A research team has discovered proteins that prevent a bacterial cell from being misled by its communications. The study permits the bacteria to wait for collective communication from its group. Thus, helping researchers discover it. This type of signaling is known as quorum sensing, which is essential to bacterial pathogens. The findings are critical for the Infection Control Market as it opens the way to new medications that can disrupt and fight infection.
The team investigated the pathogen's quorum sensing. Pseudomonas aeruginosa is a gram-negative bacteria with a wide range of social characteristics. It is a common source of lung and wound infections in hospital patients and persons with weaker immune systems. According to the researchers, P. aeruginosa is a model organism that can help in quorum sensing studies. This is because it has a well-understood communication circuit.
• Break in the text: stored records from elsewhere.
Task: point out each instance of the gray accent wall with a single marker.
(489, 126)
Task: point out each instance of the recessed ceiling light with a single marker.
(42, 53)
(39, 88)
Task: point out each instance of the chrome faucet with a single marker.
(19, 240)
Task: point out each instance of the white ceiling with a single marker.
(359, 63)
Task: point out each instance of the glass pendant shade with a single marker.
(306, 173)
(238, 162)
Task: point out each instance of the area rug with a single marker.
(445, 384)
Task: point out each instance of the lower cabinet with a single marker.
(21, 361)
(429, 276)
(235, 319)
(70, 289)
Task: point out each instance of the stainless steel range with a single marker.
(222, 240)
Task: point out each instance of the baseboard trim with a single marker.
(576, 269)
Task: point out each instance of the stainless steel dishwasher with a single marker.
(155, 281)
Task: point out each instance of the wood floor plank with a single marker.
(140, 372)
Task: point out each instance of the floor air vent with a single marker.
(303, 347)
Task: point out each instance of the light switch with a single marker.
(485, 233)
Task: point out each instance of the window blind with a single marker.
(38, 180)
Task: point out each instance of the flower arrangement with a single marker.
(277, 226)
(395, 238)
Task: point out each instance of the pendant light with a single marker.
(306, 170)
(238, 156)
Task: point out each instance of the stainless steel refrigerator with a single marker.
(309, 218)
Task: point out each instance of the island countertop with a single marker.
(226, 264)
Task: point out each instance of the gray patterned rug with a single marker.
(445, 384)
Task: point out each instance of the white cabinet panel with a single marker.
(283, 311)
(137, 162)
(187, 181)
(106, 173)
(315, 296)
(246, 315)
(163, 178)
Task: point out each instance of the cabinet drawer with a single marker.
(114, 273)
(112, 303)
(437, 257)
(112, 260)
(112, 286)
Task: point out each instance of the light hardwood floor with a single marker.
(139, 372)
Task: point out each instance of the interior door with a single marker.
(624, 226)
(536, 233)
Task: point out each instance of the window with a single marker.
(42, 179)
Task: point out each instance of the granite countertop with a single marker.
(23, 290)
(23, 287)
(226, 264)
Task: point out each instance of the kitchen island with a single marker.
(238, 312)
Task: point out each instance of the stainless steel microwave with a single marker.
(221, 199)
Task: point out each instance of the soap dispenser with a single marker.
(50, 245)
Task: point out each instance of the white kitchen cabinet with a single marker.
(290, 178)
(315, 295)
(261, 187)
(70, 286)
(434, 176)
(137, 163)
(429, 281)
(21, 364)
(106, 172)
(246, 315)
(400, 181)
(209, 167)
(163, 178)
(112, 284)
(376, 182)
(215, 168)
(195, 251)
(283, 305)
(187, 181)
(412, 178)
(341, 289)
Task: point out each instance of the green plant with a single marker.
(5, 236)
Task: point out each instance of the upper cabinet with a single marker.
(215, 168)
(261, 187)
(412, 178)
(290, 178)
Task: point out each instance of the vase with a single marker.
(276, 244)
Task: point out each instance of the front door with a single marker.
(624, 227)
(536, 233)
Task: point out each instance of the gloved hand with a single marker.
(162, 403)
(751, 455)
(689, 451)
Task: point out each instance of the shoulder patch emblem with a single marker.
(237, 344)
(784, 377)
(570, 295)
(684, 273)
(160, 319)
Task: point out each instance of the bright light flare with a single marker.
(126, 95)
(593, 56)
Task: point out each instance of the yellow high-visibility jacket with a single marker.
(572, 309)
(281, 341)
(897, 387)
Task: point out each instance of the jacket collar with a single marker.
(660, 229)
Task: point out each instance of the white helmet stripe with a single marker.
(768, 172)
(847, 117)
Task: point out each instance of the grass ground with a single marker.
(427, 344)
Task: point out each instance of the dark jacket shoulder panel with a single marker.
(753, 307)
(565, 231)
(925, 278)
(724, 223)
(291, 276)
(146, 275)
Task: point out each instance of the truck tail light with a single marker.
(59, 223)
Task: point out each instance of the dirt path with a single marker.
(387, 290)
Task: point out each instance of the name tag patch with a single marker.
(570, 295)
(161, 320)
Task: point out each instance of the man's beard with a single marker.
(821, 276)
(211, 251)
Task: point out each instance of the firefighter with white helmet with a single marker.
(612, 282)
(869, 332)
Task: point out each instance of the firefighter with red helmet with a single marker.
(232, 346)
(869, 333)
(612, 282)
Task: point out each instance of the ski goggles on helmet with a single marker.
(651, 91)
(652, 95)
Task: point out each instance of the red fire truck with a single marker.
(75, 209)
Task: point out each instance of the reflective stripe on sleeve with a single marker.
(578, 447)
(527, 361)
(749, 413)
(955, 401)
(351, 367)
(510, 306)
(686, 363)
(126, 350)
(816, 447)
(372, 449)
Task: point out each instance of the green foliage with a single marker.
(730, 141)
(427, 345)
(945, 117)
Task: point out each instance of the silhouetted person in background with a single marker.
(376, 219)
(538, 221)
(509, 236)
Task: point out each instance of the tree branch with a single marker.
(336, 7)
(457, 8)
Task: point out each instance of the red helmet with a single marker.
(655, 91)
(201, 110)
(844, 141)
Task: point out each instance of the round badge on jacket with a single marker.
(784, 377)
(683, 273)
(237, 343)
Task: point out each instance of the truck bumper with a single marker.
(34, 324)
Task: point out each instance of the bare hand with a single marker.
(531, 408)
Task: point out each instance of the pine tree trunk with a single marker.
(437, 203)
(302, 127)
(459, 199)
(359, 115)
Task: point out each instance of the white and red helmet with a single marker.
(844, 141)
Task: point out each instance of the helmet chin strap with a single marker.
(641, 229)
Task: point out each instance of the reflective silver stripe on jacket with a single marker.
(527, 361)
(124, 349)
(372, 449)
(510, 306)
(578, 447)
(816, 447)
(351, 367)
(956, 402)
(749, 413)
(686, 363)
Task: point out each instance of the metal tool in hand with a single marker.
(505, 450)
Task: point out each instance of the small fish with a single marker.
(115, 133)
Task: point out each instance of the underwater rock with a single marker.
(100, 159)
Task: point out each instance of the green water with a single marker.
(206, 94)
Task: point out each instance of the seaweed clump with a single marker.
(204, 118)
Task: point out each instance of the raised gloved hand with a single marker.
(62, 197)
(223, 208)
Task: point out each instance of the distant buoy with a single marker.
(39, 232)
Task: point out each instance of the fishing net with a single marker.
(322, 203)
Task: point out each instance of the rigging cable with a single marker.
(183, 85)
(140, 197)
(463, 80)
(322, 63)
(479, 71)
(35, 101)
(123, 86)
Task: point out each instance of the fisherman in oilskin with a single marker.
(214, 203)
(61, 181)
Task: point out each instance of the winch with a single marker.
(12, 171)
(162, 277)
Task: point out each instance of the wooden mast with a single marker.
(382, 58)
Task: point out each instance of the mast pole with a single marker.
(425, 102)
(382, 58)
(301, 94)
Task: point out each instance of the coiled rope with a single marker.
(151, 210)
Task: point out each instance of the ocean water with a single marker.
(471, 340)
Bacterial infection frequently contains toxins that only injure the host when produced in large quantities by all bacterial cells simultaneously. Single-celled organisms must occasionally collaborate with other cells. A quorum is formed when a group of bacteria releases a signal that reaches a high enough concentration in their environment. After that, certain genes are activated simultaneously, and specific group behaviors are triggered.
Antiactivators, a group of proteins, are critical for short-circuit avoidance, according to research. The proteins act as a "tuner" for quorum sensing, making cells less sensitive to the quorum signal.
The group created bacterial strains lacking two different types of antiactivator proteins. They then studied quorum sensing in individual cells.
The team discovered that without antiactivators, the minority of cells in a P. aeruginosa population engaged in self-talk. Signal short-circuiting activates quorum-sensing-dependent behaviors in these cells at all times, regardless of cell density or communication with other cells.
The research demonstrates how bacteria disable quorum sensing in order to achieve true group communication.